Previous studies demonstrated that many models, including TM5, poorly
simulate the SF6 gradients between the Northern Hemisphere (NH) and
Southern Hemisphere (SH), which is mainly controlled by transport across the
intertropical convergence zone (ITCZ). After lifting by the
strong convective motions near the tropics, SF6-rich air from the
NH can make its way into the SH through lateral outflow. Many models
underestimate the efficiency of this process, as it is often not resolved
numerically on the grid scales used for global modeling. As a result, the
interhemispheric exchange time of these models is too slow, and gradients in
SF6 between the NH and SH are overestimated. Inversions with
SF6 improved the north–south transport of TM5 by accelerating its
horizontal sub-grid scale transport in the convection scheme. The results
were used as an intermediate solution for the setup of TM5 in CTE2013
(indicated as newslopes in Table ) before switching from
the old Tiedtke convection scheme to using the convective fluxes directly
from ECMWF.
All CTDAS applications mentioned above used TM5 as the observation operator
and were applied to the global scale.
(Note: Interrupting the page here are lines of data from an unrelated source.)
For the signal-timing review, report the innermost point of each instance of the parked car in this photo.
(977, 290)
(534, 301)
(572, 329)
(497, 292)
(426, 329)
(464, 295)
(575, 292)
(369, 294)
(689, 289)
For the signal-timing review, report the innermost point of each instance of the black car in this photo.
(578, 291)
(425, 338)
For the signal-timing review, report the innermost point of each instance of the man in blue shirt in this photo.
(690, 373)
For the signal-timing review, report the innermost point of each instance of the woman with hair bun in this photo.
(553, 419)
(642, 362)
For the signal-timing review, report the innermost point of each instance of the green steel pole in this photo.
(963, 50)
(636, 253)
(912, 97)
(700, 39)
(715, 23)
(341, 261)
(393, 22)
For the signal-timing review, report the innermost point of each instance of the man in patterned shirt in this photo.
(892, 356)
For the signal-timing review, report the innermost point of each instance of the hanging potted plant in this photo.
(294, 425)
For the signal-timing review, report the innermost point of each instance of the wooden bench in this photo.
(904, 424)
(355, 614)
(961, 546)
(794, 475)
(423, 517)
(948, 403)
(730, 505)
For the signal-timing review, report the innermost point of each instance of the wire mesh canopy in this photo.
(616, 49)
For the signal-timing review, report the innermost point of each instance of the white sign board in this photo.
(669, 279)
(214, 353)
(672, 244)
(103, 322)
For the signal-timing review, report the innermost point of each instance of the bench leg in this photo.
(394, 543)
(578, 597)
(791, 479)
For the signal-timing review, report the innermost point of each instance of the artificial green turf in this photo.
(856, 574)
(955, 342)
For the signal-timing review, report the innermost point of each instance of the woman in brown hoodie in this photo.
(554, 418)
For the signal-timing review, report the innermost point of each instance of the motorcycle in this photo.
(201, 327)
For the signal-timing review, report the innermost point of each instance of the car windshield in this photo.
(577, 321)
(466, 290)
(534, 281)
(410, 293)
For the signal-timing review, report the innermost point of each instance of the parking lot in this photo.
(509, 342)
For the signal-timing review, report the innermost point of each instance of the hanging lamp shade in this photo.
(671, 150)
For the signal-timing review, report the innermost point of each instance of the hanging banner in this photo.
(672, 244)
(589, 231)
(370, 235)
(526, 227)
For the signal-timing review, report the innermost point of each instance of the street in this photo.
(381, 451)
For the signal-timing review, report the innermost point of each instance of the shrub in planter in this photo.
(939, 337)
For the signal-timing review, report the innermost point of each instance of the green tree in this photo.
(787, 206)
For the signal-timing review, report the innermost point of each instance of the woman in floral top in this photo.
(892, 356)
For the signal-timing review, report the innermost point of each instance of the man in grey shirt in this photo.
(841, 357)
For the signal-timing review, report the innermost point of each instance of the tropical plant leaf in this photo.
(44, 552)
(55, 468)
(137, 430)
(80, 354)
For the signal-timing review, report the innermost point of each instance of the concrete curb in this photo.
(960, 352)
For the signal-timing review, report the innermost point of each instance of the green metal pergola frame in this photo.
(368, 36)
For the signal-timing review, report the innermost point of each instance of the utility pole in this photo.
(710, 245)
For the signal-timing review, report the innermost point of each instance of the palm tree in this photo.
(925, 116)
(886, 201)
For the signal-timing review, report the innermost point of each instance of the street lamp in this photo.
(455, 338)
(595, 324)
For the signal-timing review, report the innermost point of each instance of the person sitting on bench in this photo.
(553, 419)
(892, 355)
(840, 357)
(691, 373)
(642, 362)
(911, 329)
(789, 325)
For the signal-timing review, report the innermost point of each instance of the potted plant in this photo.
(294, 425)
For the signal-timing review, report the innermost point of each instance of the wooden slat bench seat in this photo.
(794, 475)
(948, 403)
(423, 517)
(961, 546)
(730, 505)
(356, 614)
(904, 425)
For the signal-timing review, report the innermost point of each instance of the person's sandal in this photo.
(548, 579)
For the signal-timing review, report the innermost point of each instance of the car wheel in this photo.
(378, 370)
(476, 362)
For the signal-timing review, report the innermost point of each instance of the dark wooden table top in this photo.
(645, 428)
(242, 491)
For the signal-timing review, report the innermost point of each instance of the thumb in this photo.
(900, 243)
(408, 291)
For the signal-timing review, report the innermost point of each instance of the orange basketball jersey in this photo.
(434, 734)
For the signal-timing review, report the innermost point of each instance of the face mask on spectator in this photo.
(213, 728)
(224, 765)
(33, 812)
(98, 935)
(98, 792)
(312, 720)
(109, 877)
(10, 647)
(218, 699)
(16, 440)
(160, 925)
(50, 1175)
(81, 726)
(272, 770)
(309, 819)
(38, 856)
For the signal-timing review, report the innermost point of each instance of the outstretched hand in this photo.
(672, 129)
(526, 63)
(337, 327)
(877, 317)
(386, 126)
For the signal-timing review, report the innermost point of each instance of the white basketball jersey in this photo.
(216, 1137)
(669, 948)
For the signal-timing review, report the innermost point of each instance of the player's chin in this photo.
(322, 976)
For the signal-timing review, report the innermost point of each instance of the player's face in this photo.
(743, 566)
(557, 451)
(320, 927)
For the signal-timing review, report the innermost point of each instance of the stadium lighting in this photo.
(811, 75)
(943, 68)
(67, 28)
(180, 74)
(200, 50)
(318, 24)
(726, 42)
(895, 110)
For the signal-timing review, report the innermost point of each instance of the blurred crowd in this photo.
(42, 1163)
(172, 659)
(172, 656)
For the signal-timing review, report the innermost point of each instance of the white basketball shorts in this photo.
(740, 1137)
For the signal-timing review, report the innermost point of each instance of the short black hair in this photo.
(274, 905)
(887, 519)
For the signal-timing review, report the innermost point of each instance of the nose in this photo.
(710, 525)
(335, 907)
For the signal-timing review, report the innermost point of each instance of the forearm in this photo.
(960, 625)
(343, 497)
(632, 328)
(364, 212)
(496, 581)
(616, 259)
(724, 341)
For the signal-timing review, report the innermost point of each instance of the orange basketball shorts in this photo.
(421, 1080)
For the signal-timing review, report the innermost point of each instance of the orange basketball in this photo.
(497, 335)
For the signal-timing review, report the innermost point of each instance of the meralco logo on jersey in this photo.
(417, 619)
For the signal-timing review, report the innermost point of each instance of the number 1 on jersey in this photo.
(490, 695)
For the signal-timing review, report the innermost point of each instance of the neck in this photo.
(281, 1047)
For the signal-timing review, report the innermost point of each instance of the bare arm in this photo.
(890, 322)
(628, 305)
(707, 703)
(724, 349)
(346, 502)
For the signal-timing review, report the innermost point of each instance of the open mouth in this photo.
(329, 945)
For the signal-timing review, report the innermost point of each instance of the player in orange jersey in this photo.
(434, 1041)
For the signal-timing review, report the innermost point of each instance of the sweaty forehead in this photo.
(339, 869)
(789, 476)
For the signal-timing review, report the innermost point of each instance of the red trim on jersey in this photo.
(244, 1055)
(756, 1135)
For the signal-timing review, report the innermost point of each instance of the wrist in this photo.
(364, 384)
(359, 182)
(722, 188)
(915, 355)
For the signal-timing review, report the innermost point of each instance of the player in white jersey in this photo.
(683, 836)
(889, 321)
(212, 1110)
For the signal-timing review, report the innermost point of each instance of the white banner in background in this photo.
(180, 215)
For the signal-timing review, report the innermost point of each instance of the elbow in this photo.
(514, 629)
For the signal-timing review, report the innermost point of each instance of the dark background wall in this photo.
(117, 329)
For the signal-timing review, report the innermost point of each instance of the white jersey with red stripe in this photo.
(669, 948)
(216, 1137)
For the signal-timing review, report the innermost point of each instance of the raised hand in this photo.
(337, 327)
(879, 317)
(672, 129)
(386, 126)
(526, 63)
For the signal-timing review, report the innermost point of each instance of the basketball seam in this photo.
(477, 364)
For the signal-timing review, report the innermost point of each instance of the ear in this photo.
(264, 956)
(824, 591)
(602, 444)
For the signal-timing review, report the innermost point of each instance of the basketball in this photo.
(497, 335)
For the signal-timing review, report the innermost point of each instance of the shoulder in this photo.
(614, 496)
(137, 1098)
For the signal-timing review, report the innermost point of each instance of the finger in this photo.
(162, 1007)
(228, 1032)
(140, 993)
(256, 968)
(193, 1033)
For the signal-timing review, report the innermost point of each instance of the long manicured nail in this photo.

Other applications on regional scales
are currently being developed using different transport models.
CTDAS-Lagrange (developed at University of Groningen) combines CTDAS with
a high-resolution Lagrangian transport model, the Stochastic Time-Inverted
Lagrangian Transport model driven by the Weather Forecast and Research
meteorological fields (WRF-STILT) . This system assimilates
atmospheric observations of
CO2 and in the future also COS to constrain gross primary
production and ecosystem respiration for North America. Footprints for each
CO2 and COS observation are precalculated, making this
a computationally more efficient method than using an Eulerian model.
Resulting CO2 flux estimates for North America in 2010 are
comparable to estimates from CTE2016 and CT2016
. A second regional application
focuses on Switzerland, and is developed at ETH Zürich. CTDAS is combined
with the new tracer transport module of the regional numerical weather
prediction model COSMO, and is used to estimate carbon fluxes in Switzerland,
making use of CO2 observations from four new measurement sites
around Switzerland . The resulting CO2
flux estimates match well with the bottom-up estimates.